Even if this functionality is not used by everyone, in some cases it may be better to send 500MB to more than one database than to spend several hours recreating it.

I saw here some options how to backup this database before the main file, but I was not able to understand as well how the restoration process works, so I understood I have to import the backup file, start the process of recreating the bank, stop , download the old sqlite and replace it manually, that left me a little lost.

ts678 · February 20, 2021, 3:28pm

What’s the 500 MB in the example? If it’s the entire database, you wouldn’t send it to a database, but maybe you’d send it to a remote destination for safeguard. Assuming that was the idea, the question

would be to restore the database from its backup which would be a secondary done after the main job, because a backup can’t backup its own database because that database is still changing at the time…
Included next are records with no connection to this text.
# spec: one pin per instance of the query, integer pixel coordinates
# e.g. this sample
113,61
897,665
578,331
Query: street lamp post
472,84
If you’ve lost the whole original Duplicati, you’d probably bootstrap getting back by either setting up the secondary job again, or just doing Direct restore from backup files assuming you have necessary info.

Probably the usual way to reinstall a database is to use Database management screen to let you know where database belongs, and either put restored database there, or tell Duplicati the new database file.

This is space efficient but can slow down the restore of a file that undergoes constant change, because different generations of changes may wind up in different backup files, all of which might need download.

A database is a great example of a potentially big file that undergoes constant change, scattered around, making deduplication less effective. People who have tried backup have found they upload just about the database size every backup. This plus more reliable 2.0.5.1 Recreate, makes DB backup less attractive.

If you really want to try, I’d suggest using a low Backup retention to keep the collecting-the-parts issue somewhat under control, but you’ll still endure frequent automatic compact because of high churn rate…

Given a suitably large blocksize (100 KiB is too small for big backup to be fast), ideally only the dlist and dindex files would download. If you get dblock files, that’s a bad sign. Before 2.0.5.1 it was too common.

If the progress bar gets past 70%, it’s downloading dblock files. After 90%, it’s downloading all the rest…
About → Show log → Live → Verbose will also show you what you’re downloading, and how far you are.

Doing an occasional test of DB Recreate is a good idea to make sure it’s healthy when you really need it. You can copy off the old database for safety, and your new database will also be a lot smaller than it was.

Why not backung up latest Database? talks about an exotic DB backup method that eliminates standard Duplicati processing (which, as noted, doesn’t add much for DB backup, and might even make it worse).

I’m not sure how solid the control file code is, but you could pioneer its use if you want to see how it does. You could keep the usual number of versions of primary backup, and maybe just two of database backup because super-stale databases are nearly useless. As dlist files obsolete, they’re deleted not compacted.

jabuzzard · March 8, 2021, 11:27pm

Hum, I don’t think so. Let me look

Protect: TSMA>BACKUP DB DEVCLASS=db TYPE=full SCRATCH=yes COMPRESS=yes WAIT=no
ANR2280I Full database backup started as process 344.
ANS8003I Process number 344 started.

I can backup the database on my Spectrum Protect (nee TSM) server while the server is running. One has been able to do that since forever

Of course TSM is an expensive piece of high end backup software that has been around for decades. However the point is that it is possible for backup software that uses a database as TSM demonstrates, to back it’s own database up. Before anyone says well TSM is using IBM’s DB2 for it’s database you could back the database up back in pre 6.0 versions when TSM was using IBM’s equivalent of Microsoft JET database engine for the database.